St.-Franziskus-Hospital
Einlass nur mit besonderer Erlaubnis

Ahlen -

Das St.-Franziskus-Hospital reagiert auf den Anstieg der Coronafälle in Ahlen.

Freitag, 16.10.2020, 13:42 Uhr aktualisiert: 19.10.2020, 10:14 Uhr
Steigende Coronazahlen: das heißt Besuchsverbot beziehungsweise Einlass nur mit Sondergenehmigung.
Steigende Coronazahlen: das heißt Besuchsverbot beziehungsweise Einlass nur mit Sondergenehmigung. Foto: St.-Franziskus-Hospital

Zum Schutz von Patienten, Mitarbeitern und Besuchern vor dem Corona-Virus gilt ab Samstag, 17. Oktober, bis auf Weiteres eine erneute Besuchssperre im St.-Franziskus-Hospital. Aufgrund der aktuell steigenden Corona-Infektionszahlen in Ahlen und im restlichen Kreis Warendorf tritt erneut diese Präventionsmaßnahme in Kraft.
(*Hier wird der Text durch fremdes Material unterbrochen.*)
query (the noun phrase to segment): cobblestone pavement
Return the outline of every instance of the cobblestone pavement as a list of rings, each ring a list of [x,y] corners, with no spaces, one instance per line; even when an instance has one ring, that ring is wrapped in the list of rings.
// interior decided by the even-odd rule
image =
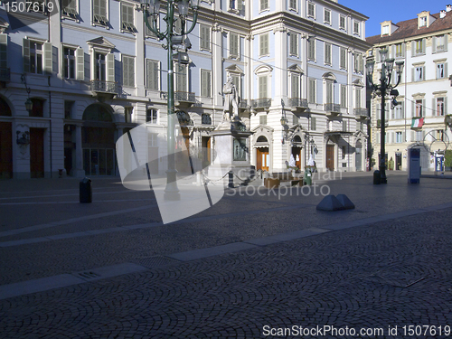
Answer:
[[[313,193],[240,196],[242,188],[169,225],[159,222],[150,193],[125,196],[106,180],[95,202],[80,205],[70,184],[38,189],[33,198],[30,189],[10,194],[11,184],[0,183],[0,288],[82,270],[94,277],[1,299],[2,338],[452,336],[452,181],[407,185],[406,177],[393,176],[379,187],[368,176],[327,182],[332,193],[346,193],[356,205],[333,213],[316,212],[322,196]],[[5,204],[12,202],[18,204]],[[348,227],[356,222],[362,225]],[[80,230],[104,233],[77,234]],[[294,232],[308,236],[290,238]],[[187,254],[228,244],[250,248],[199,259]],[[95,274],[127,262],[142,269]],[[322,331],[325,325],[337,333]],[[297,335],[299,326],[321,332]],[[427,329],[427,335],[410,329]]]

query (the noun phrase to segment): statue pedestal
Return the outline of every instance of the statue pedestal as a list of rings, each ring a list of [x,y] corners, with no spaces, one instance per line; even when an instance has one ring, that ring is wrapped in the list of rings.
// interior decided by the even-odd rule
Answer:
[[[231,124],[211,133],[214,137],[214,160],[208,168],[207,176],[212,178],[222,177],[230,170],[241,180],[246,180],[251,175],[251,166],[250,165],[250,136],[251,131],[231,131]],[[224,182],[227,182],[227,176]],[[240,182],[237,178],[236,183]]]

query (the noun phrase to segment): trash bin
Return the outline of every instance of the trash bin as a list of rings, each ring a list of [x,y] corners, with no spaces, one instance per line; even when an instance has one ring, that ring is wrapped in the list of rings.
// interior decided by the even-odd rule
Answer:
[[[373,184],[381,184],[381,177],[380,176],[380,171],[376,170],[373,172]]]
[[[305,170],[305,176],[303,179],[304,179],[306,184],[307,184],[307,185],[312,184],[312,172],[311,172],[310,168],[306,168]]]
[[[92,202],[91,179],[83,178],[80,184],[80,202]]]

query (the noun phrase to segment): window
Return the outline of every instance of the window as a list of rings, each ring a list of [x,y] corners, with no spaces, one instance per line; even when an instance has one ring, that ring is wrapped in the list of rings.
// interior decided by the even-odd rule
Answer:
[[[268,33],[263,33],[259,36],[259,56],[266,56],[269,55],[269,48],[268,48]]]
[[[325,42],[325,64],[331,65],[331,43]]]
[[[402,143],[402,137],[401,137],[401,132],[396,132],[396,143],[400,144]]]
[[[298,34],[290,33],[290,55],[298,56]]]
[[[315,79],[309,79],[308,83],[308,101],[309,103],[315,103]]]
[[[146,88],[147,89],[158,90],[160,88],[160,62],[146,59]]]
[[[42,43],[30,42],[30,73],[42,74]]]
[[[347,108],[347,85],[341,85],[341,107]]]
[[[106,54],[99,53],[99,52],[95,53],[94,70],[95,70],[95,77],[96,77],[97,80],[105,81],[107,80],[105,55]]]
[[[266,11],[269,9],[269,6],[268,6],[268,0],[260,0],[260,7],[259,7],[259,10],[260,11]]]
[[[424,68],[425,68],[425,66],[418,66],[418,67],[414,68],[414,80],[415,81],[425,80]]]
[[[201,96],[211,98],[211,71],[201,70]]]
[[[103,26],[108,25],[107,16],[107,0],[92,0],[92,23]]]
[[[205,24],[200,24],[201,50],[211,51],[211,29]]]
[[[126,87],[135,87],[135,58],[122,56],[122,84]]]
[[[127,5],[121,5],[121,29],[127,32],[136,32],[134,25],[135,8]]]
[[[394,48],[395,48],[395,57],[396,58],[403,58],[405,56],[405,44],[404,43],[396,43]]]
[[[157,124],[158,122],[158,110],[154,108],[147,108],[146,111],[146,122],[149,124]]]
[[[445,99],[437,98],[437,117],[444,117]]]
[[[422,99],[416,100],[416,118],[422,118],[424,116]]]
[[[354,71],[355,73],[363,73],[363,54],[354,54]]]
[[[360,23],[357,21],[353,22],[353,33],[354,34],[360,33]]]
[[[433,38],[433,52],[447,51],[447,35],[439,35]]]
[[[268,75],[259,76],[259,99],[268,98]]]
[[[445,66],[445,63],[437,63],[437,79],[443,79],[446,77]]]
[[[311,117],[311,130],[315,131],[317,129],[317,119],[315,117]]]
[[[313,37],[307,40],[307,60],[315,61],[315,39]]]
[[[339,66],[342,70],[347,69],[347,50],[344,48],[341,48],[341,59]]]
[[[300,98],[299,74],[290,74],[290,98]]]
[[[315,19],[315,4],[307,3],[307,16]]]
[[[411,42],[412,55],[425,54],[425,39]]]
[[[354,108],[361,108],[361,100],[362,100],[362,90],[361,87],[354,88]]]
[[[61,0],[61,15],[77,18],[77,0]]]
[[[324,10],[324,22],[325,24],[331,24],[331,11],[329,9]]]
[[[174,64],[175,68],[175,90],[188,92],[188,65]]]
[[[422,16],[419,18],[419,28],[427,26],[427,16]]]
[[[339,28],[341,30],[345,29],[345,16],[344,16],[344,15],[339,16]]]
[[[231,58],[239,58],[239,34],[230,33],[229,52]]]

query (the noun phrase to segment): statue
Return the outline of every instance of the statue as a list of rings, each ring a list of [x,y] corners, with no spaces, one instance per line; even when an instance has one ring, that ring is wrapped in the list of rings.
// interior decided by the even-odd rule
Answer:
[[[223,121],[232,121],[232,118],[239,117],[239,95],[232,80],[232,77],[228,77],[228,81],[223,85],[224,114]]]

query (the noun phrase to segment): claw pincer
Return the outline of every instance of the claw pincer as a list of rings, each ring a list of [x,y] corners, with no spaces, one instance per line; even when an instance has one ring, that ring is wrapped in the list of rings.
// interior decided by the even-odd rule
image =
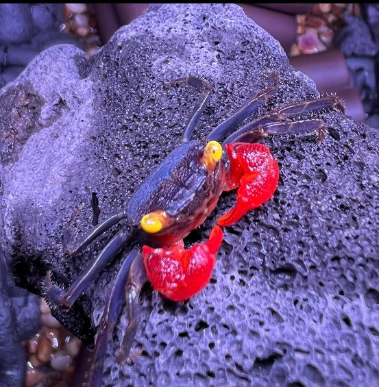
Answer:
[[[262,144],[235,142],[225,146],[230,160],[224,190],[239,188],[236,205],[217,221],[231,225],[269,200],[278,186],[279,167]],[[173,301],[184,301],[209,282],[223,232],[213,227],[209,240],[186,250],[181,240],[168,248],[143,247],[146,273],[153,288]]]
[[[279,181],[279,167],[269,148],[263,144],[234,142],[225,148],[230,166],[224,190],[239,188],[236,205],[217,221],[228,226],[250,210],[259,207],[273,195]]]
[[[168,249],[143,246],[143,262],[153,288],[173,301],[184,301],[204,288],[216,263],[215,255],[223,239],[218,226],[209,239],[186,250],[183,240]]]

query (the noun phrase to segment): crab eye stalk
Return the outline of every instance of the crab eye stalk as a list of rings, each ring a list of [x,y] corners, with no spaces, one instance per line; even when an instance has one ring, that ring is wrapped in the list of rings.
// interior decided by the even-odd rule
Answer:
[[[207,169],[213,171],[216,164],[221,159],[222,155],[221,145],[217,141],[210,141],[204,149],[201,162],[206,166]]]
[[[140,227],[148,234],[156,234],[169,224],[169,216],[165,211],[158,210],[144,215]]]

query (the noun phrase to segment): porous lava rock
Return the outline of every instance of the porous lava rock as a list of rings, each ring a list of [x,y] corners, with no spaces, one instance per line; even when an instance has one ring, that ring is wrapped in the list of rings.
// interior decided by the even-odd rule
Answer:
[[[1,241],[18,284],[66,287],[115,232],[62,260],[67,241],[127,205],[180,141],[199,95],[170,84],[190,74],[213,95],[202,138],[275,71],[278,94],[253,114],[319,97],[267,32],[231,4],[151,5],[89,60],[71,45],[42,53],[0,95]],[[316,114],[314,114],[316,115]],[[151,287],[132,364],[104,366],[112,386],[369,386],[379,383],[378,133],[336,112],[326,136],[265,140],[280,168],[273,197],[225,238],[209,285],[188,301]],[[186,240],[205,240],[235,201],[223,195]],[[121,227],[119,225],[119,227]],[[127,246],[69,311],[53,314],[93,341]]]

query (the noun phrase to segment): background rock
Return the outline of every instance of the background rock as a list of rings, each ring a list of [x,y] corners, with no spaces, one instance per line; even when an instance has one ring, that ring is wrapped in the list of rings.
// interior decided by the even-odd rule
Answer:
[[[195,136],[265,87],[273,107],[318,97],[278,43],[234,5],[151,6],[90,61],[72,45],[49,49],[0,91],[0,239],[18,283],[43,295],[68,286],[109,240],[62,260],[69,240],[125,205],[177,144],[197,95],[167,82],[205,77],[214,94]],[[171,303],[147,286],[134,364],[114,361],[117,385],[360,385],[379,382],[379,149],[374,130],[323,112],[326,136],[265,141],[279,162],[273,198],[232,227],[208,286]],[[234,202],[225,194],[188,243],[205,239]],[[74,306],[53,314],[87,344],[127,247]]]

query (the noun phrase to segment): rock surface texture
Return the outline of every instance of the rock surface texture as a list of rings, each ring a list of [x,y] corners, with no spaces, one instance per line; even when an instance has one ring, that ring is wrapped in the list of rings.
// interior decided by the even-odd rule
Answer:
[[[35,58],[0,91],[0,237],[18,284],[43,295],[50,270],[67,286],[109,240],[115,230],[62,259],[68,240],[126,205],[178,144],[199,95],[167,82],[191,74],[212,85],[195,134],[202,138],[273,71],[278,95],[254,117],[319,96],[279,44],[227,4],[152,5],[91,60],[71,45]],[[104,385],[379,383],[378,132],[340,113],[319,116],[322,142],[316,134],[264,141],[280,164],[278,190],[225,229],[204,291],[172,303],[144,289],[133,364],[123,367],[121,316]],[[223,195],[187,242],[205,240],[234,197]],[[127,251],[70,310],[53,312],[87,344]]]

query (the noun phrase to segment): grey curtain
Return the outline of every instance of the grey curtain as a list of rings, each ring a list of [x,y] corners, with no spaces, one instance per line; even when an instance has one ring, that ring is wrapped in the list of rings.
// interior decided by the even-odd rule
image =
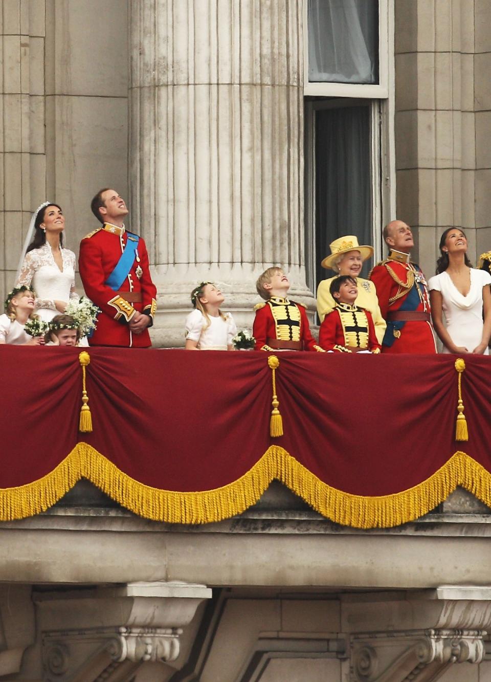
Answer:
[[[378,82],[378,0],[308,0],[309,80]]]
[[[321,267],[329,245],[344,235],[372,243],[370,108],[316,112],[316,285],[333,273]],[[370,271],[365,264],[361,276]]]

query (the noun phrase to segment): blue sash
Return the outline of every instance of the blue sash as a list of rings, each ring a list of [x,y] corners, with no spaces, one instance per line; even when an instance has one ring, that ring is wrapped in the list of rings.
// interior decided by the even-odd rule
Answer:
[[[417,270],[416,271],[417,272],[418,271]],[[419,290],[419,282],[415,282],[414,286],[410,289],[409,293],[402,301],[400,308],[398,308],[398,311],[416,310],[420,303],[419,294],[418,293]],[[424,291],[423,291],[422,293],[424,295]],[[387,326],[385,329],[385,333],[384,334],[384,338],[382,339],[382,345],[387,346],[388,348],[390,348],[396,340],[396,337],[393,335],[394,330],[398,329],[400,331],[406,323],[402,320],[389,320],[387,321]]]
[[[137,235],[134,235],[131,232],[127,232],[126,235],[128,239],[124,251],[116,263],[114,270],[104,282],[108,286],[110,286],[114,291],[117,291],[121,288],[121,285],[130,273],[134,263],[135,252],[140,241],[140,237]]]

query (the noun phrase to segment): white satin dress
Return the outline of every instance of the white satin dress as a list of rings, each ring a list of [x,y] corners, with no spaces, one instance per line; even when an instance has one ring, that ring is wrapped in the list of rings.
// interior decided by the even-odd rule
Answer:
[[[55,301],[68,303],[72,299],[78,300],[75,291],[75,254],[70,249],[61,249],[63,270],[57,265],[51,247],[43,244],[25,254],[16,286],[32,286],[35,292],[35,313],[45,322],[50,322],[59,314]],[[78,342],[79,346],[88,346],[87,337]]]
[[[442,295],[447,331],[456,346],[464,346],[469,353],[479,346],[483,332],[483,288],[491,284],[491,275],[485,270],[471,268],[471,289],[462,295],[447,272],[431,277],[428,289]],[[450,353],[443,346],[443,353]],[[489,355],[486,349],[484,355]]]

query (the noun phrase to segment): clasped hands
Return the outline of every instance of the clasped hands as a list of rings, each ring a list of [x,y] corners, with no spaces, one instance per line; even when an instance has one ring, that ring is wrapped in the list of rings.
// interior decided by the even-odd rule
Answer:
[[[138,310],[128,322],[130,331],[134,334],[140,334],[150,324],[150,317]]]

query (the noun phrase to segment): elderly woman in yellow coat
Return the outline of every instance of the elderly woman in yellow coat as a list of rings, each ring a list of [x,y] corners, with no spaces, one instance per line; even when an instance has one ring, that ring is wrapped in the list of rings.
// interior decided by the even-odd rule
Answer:
[[[378,307],[375,285],[373,282],[358,276],[363,261],[373,255],[373,248],[371,246],[360,246],[357,238],[353,235],[340,237],[338,239],[331,242],[329,246],[331,254],[324,258],[322,267],[333,270],[336,273],[336,276],[350,275],[357,280],[358,297],[355,305],[359,306],[371,313],[375,325],[375,334],[378,343],[381,344],[387,325]],[[317,289],[317,312],[321,322],[336,306],[336,301],[329,293],[329,286],[333,279],[333,277],[331,277],[329,280],[323,280]]]

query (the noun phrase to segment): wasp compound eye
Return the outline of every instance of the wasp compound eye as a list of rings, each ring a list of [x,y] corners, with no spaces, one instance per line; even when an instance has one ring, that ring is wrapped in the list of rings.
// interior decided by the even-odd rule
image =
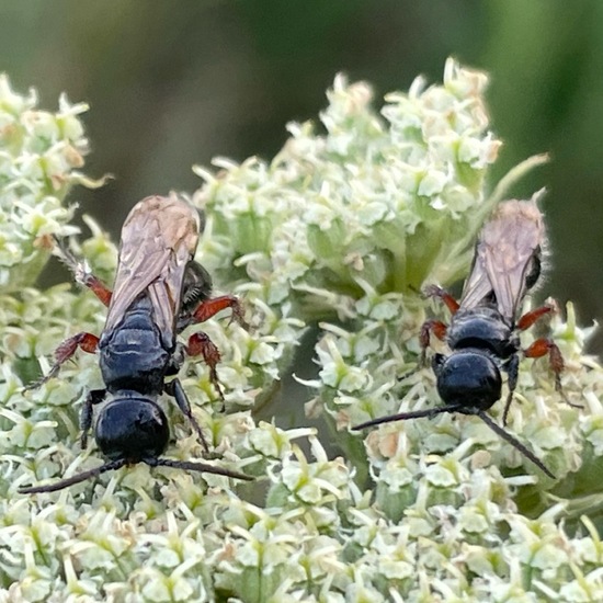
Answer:
[[[434,368],[437,392],[447,405],[487,410],[500,399],[502,378],[499,367],[481,351],[463,350]]]

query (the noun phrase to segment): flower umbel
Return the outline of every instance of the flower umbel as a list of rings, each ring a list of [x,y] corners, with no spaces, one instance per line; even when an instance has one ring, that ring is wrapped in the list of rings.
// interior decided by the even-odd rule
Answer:
[[[33,118],[35,96],[0,80],[0,237],[9,254],[2,263],[0,246],[0,602],[603,600],[603,380],[583,354],[591,329],[577,326],[571,305],[550,330],[565,390],[584,408],[562,402],[546,362],[522,361],[509,418],[557,480],[476,417],[350,431],[440,403],[430,369],[409,374],[421,325],[437,312],[419,291],[466,275],[485,217],[525,169],[488,193],[500,141],[489,132],[486,84],[448,60],[442,84],[419,78],[407,93],[388,94],[379,113],[368,84],[338,76],[322,128],[289,125],[273,161],[196,169],[206,181],[194,197],[207,216],[200,260],[243,298],[252,330],[225,320],[203,327],[221,353],[226,412],[203,363],[187,361],[180,377],[216,453],[211,462],[255,483],[134,466],[23,497],[20,486],[100,464],[94,448],[77,445],[81,401],[102,387],[93,356],[78,355],[38,390],[21,388],[38,362],[47,371],[65,337],[100,333],[105,315],[89,292],[21,286],[48,254],[35,255],[33,241],[75,231],[61,202],[66,183],[82,178],[70,180],[70,168],[80,167],[83,134],[79,110],[61,103],[57,115]],[[89,226],[80,251],[106,274],[115,247]],[[27,236],[11,239],[16,229]],[[37,268],[20,281],[13,268],[32,253]],[[260,420],[277,407],[312,323],[318,372],[305,382],[314,398],[299,403],[322,423],[283,429],[296,403],[286,389],[277,416]],[[522,334],[522,346],[532,337]],[[173,406],[164,405],[168,454],[197,457]],[[493,420],[502,406],[492,407]]]

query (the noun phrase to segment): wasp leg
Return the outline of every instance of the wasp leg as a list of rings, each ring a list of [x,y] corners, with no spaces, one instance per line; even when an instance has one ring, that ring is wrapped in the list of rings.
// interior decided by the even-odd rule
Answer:
[[[582,408],[581,405],[570,402],[564,391],[564,388],[561,387],[561,373],[564,372],[565,363],[561,351],[556,343],[545,338],[537,339],[534,343],[532,343],[532,345],[530,345],[530,348],[524,350],[523,353],[527,359],[539,359],[548,354],[548,363],[553,374],[555,375],[555,389],[561,395],[561,398],[564,398],[564,401],[568,406],[572,408]]]
[[[80,447],[84,451],[88,447],[88,432],[92,426],[92,406],[102,402],[105,399],[106,389],[91,389],[83,401],[80,412]]]
[[[48,371],[48,374],[37,379],[36,382],[31,383],[25,386],[24,390],[36,389],[37,387],[44,385],[46,382],[50,380],[53,377],[58,375],[60,367],[76,353],[76,350],[79,348],[84,352],[94,354],[96,352],[96,346],[99,345],[99,338],[92,333],[81,332],[77,335],[66,339],[56,350],[55,350],[55,364]]]
[[[513,394],[515,387],[517,387],[517,378],[520,376],[520,356],[513,354],[509,362],[507,363],[504,369],[509,375],[509,380],[507,383],[509,387],[509,394],[507,396],[507,401],[504,402],[504,410],[502,411],[502,424],[507,425],[507,419],[509,418],[509,409],[511,408],[511,402],[513,401]]]
[[[218,380],[218,373],[216,371],[216,366],[220,361],[220,352],[216,348],[216,344],[209,339],[209,335],[207,335],[207,333],[204,333],[203,331],[193,333],[189,338],[189,343],[186,344],[186,353],[190,356],[198,356],[200,354],[203,356],[205,364],[209,367],[209,380],[212,382],[212,385],[216,388],[219,397],[224,401],[224,392],[221,390]]]
[[[448,327],[441,320],[430,318],[425,320],[421,326],[421,333],[419,334],[419,343],[421,344],[421,357],[419,359],[419,367],[426,366],[426,353],[430,344],[430,335],[433,333],[439,340],[444,341],[446,339],[446,331]]]
[[[178,408],[180,408],[184,417],[189,419],[191,425],[193,425],[193,429],[195,430],[198,436],[198,441],[201,442],[205,453],[208,453],[209,446],[207,445],[205,435],[203,435],[203,431],[201,431],[201,425],[197,423],[197,420],[193,417],[193,411],[191,410],[191,402],[186,397],[186,392],[184,391],[184,388],[182,387],[180,379],[177,377],[170,383],[167,383],[163,389],[167,394],[175,398],[175,403],[178,405]]]
[[[238,297],[234,295],[221,295],[220,297],[214,297],[213,299],[205,299],[202,302],[191,316],[191,323],[205,322],[220,310],[231,308],[232,318],[242,327],[247,327],[247,322],[243,317],[243,308]]]
[[[446,305],[446,308],[448,308],[453,315],[455,315],[460,307],[460,304],[446,289],[437,285],[428,285],[423,289],[423,295],[426,297],[437,297]]]
[[[105,306],[109,306],[113,293],[92,272],[87,262],[78,260],[61,239],[55,238],[59,249],[59,259],[73,273],[76,283],[88,287]]]

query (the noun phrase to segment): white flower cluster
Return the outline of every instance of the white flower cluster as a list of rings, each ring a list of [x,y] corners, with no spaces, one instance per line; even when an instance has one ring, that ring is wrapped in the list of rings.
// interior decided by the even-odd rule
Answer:
[[[52,235],[77,231],[62,202],[73,184],[94,186],[77,170],[88,140],[83,103],[59,99],[59,111],[36,109],[34,90],[14,92],[0,73],[0,291],[32,284],[48,258]]]
[[[200,260],[244,298],[252,329],[203,327],[223,356],[226,412],[203,363],[187,362],[181,379],[216,453],[207,462],[254,482],[139,465],[19,494],[100,464],[77,445],[84,390],[102,386],[93,356],[79,354],[38,390],[21,387],[38,359],[47,371],[44,357],[65,337],[100,332],[104,309],[67,286],[3,292],[0,603],[603,600],[603,379],[583,355],[591,330],[576,326],[571,305],[551,332],[566,394],[583,408],[562,402],[546,362],[522,361],[509,421],[558,480],[476,417],[350,430],[440,403],[432,372],[409,373],[435,308],[419,289],[463,275],[494,202],[483,190],[500,145],[488,132],[486,83],[450,60],[443,86],[419,79],[388,95],[379,116],[366,84],[338,77],[326,132],[292,125],[271,163],[197,169],[207,217]],[[111,271],[115,249],[90,226],[81,252]],[[316,320],[319,372],[306,411],[326,420],[326,437],[280,429],[278,417],[254,420]],[[201,446],[173,407],[168,455],[195,458]]]

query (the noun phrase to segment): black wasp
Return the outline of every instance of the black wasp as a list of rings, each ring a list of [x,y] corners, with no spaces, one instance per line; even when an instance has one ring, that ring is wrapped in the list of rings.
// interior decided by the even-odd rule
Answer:
[[[451,349],[450,355],[435,354],[432,361],[437,392],[444,405],[382,417],[354,429],[434,417],[442,412],[477,414],[554,478],[539,458],[486,413],[501,397],[502,369],[509,377],[509,395],[503,411],[503,424],[507,424],[522,352],[519,332],[554,309],[545,305],[517,318],[521,303],[541,275],[545,242],[543,215],[534,201],[501,203],[481,230],[460,303],[437,286],[430,286],[424,292],[430,297],[439,297],[452,314],[450,326],[430,319],[423,323],[420,334],[421,363],[424,363],[431,333],[445,341]],[[550,339],[537,339],[522,353],[532,359],[548,354],[556,388],[561,391],[564,357]]]
[[[185,354],[203,355],[211,379],[221,396],[216,374],[219,352],[209,338],[197,332],[184,345],[177,335],[187,326],[202,322],[224,308],[231,308],[242,322],[239,300],[230,295],[211,298],[212,278],[193,260],[201,229],[198,212],[185,201],[150,196],[134,206],[122,229],[120,260],[113,293],[62,246],[61,255],[76,274],[109,306],[101,337],[81,332],[64,341],[56,362],[37,387],[57,375],[79,348],[100,354],[104,389],[89,391],[81,411],[81,447],[87,446],[92,408],[107,394],[94,424],[94,439],[109,459],[103,465],[48,486],[21,488],[21,493],[54,492],[124,465],[146,463],[151,467],[177,467],[219,474],[237,479],[250,477],[204,463],[161,458],[170,436],[168,420],[157,403],[167,392],[175,398],[201,443],[207,443],[191,412],[191,405],[177,375]]]

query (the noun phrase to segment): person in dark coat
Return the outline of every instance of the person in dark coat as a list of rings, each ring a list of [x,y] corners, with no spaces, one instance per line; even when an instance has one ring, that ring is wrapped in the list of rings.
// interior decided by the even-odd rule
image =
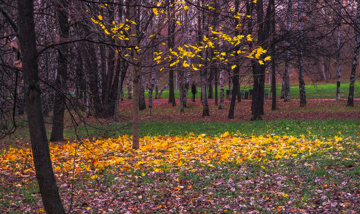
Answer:
[[[193,93],[193,102],[195,102],[195,94],[196,94],[196,85],[195,82],[191,84],[191,93]]]

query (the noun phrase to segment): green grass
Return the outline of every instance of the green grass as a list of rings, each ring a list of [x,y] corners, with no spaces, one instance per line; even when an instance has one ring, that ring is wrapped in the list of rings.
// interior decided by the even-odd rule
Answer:
[[[127,134],[132,135],[132,129],[130,122],[124,123],[112,123],[99,125],[93,124],[98,129],[87,126],[80,127],[78,129],[80,137],[91,137],[107,138],[118,135]],[[124,125],[129,125],[123,128]],[[48,125],[48,138],[50,137],[51,127]],[[30,138],[27,127],[20,127],[8,141],[30,142]],[[219,122],[204,123],[202,122],[162,122],[142,121],[140,125],[140,137],[145,136],[170,135],[186,135],[192,132],[195,135],[206,134],[214,136],[229,131],[230,134],[236,132],[247,135],[265,135],[268,134],[277,135],[291,135],[299,136],[300,134],[307,134],[310,131],[311,135],[318,137],[333,137],[339,135],[355,137],[358,136],[357,133],[360,131],[360,121],[358,120],[329,119],[311,120],[282,120],[273,121],[261,121],[253,122]],[[67,128],[64,130],[64,136],[67,139],[74,139],[76,136],[74,130]]]
[[[340,98],[343,99],[347,98],[349,93],[349,83],[342,83],[340,86]],[[269,87],[268,85],[265,85],[266,87]],[[307,85],[305,87],[305,91],[306,93],[307,99],[335,99],[336,97],[336,83],[322,83],[316,85]],[[225,89],[229,89],[228,87],[225,87]],[[248,90],[248,89],[247,89]],[[215,88],[213,89],[213,96],[215,97]],[[220,89],[218,90],[218,96],[220,97]],[[197,98],[200,98],[201,89],[198,86],[197,93],[195,95]],[[225,92],[226,95],[226,91]],[[175,97],[179,98],[180,95],[179,90],[175,90],[174,91]],[[276,87],[276,90],[277,97],[279,98],[281,93],[281,87]],[[290,97],[292,99],[298,99],[300,98],[299,95],[299,86],[296,85],[290,87]],[[153,97],[155,97],[155,92],[153,92]],[[270,95],[270,94],[269,94]],[[147,98],[148,95],[148,92],[145,92],[145,97]],[[191,90],[189,90],[188,93],[188,97],[192,98],[192,94]],[[126,96],[125,96],[126,97]],[[167,98],[169,97],[169,91],[165,90],[161,94],[162,98]],[[360,83],[355,83],[355,89],[354,92],[354,97],[355,98],[360,98]]]
[[[164,122],[154,121],[143,121],[140,124],[141,136],[168,135],[185,135],[193,132],[195,135],[206,133],[209,135],[237,132],[247,134],[277,135],[298,136],[307,134],[318,137],[339,135],[355,137],[360,130],[360,121],[357,120],[331,119],[294,121],[290,120],[252,122],[230,122],[205,123],[201,122]]]

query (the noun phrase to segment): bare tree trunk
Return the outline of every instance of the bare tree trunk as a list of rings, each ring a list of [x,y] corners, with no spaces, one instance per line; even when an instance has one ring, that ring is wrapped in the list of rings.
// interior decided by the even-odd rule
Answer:
[[[284,99],[285,94],[285,81],[284,76],[283,76],[283,84],[281,85],[281,93],[280,95],[280,99]]]
[[[153,89],[154,88],[154,84],[155,82],[155,77],[156,75],[154,72],[152,72],[150,73],[150,82],[149,86],[149,108],[148,111],[148,114],[149,115],[153,115]]]
[[[291,30],[291,12],[292,10],[292,1],[289,0],[288,4],[288,13],[287,15],[287,30],[288,32],[290,32]],[[286,50],[285,55],[285,71],[284,73],[283,80],[283,88],[282,88],[282,97],[283,97],[284,102],[288,102],[290,100],[290,50],[291,45],[290,42],[287,41],[287,49]],[[283,89],[284,94],[283,94]]]
[[[140,111],[142,111],[146,108],[146,104],[145,103],[145,75],[141,76],[139,80],[139,107]],[[135,93],[134,92],[134,93]]]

Das Virus stellt für kranke und alte Menschen eine besondere Bedrohung dar. Das St.-Franziskus-Hospital möchte seine Mitarbeiter, aber auch Besucher bestmöglich davor schützen. Weiterhin wird es eine Sonderreglung geben: Besucher, die zuvor eine Ausnahmeregelung mit der jeweiligen Station beziehungsweise den zuständigen Medizinern getroffen haben, erhalten einen Besucherausweis.

Dieser ist bereits am Krankenhauseingang vorzuzeigen. Mögliche Ausnahmebesucher können Angehörige von schwererkrankten Patienten, Eltern von Kindern sowie frisch gewordene Eltern sein. Um das Infektionsrisiko mit dem Coronavirus so gering wie möglich zu halten, müssen Besucher mit einer Ausnahmegenehmigung das Krankenhaus durch die Besucherschleuse in der Eingangshalle betreten. Neben der Datenblattkontrolle findet noch ein Screening der Körpertemperatur statt. Besucher mit Fieber oder anderen Infekt-Symptomen bleibt auch weiterhin der Angehörigenbesuch verwehrt.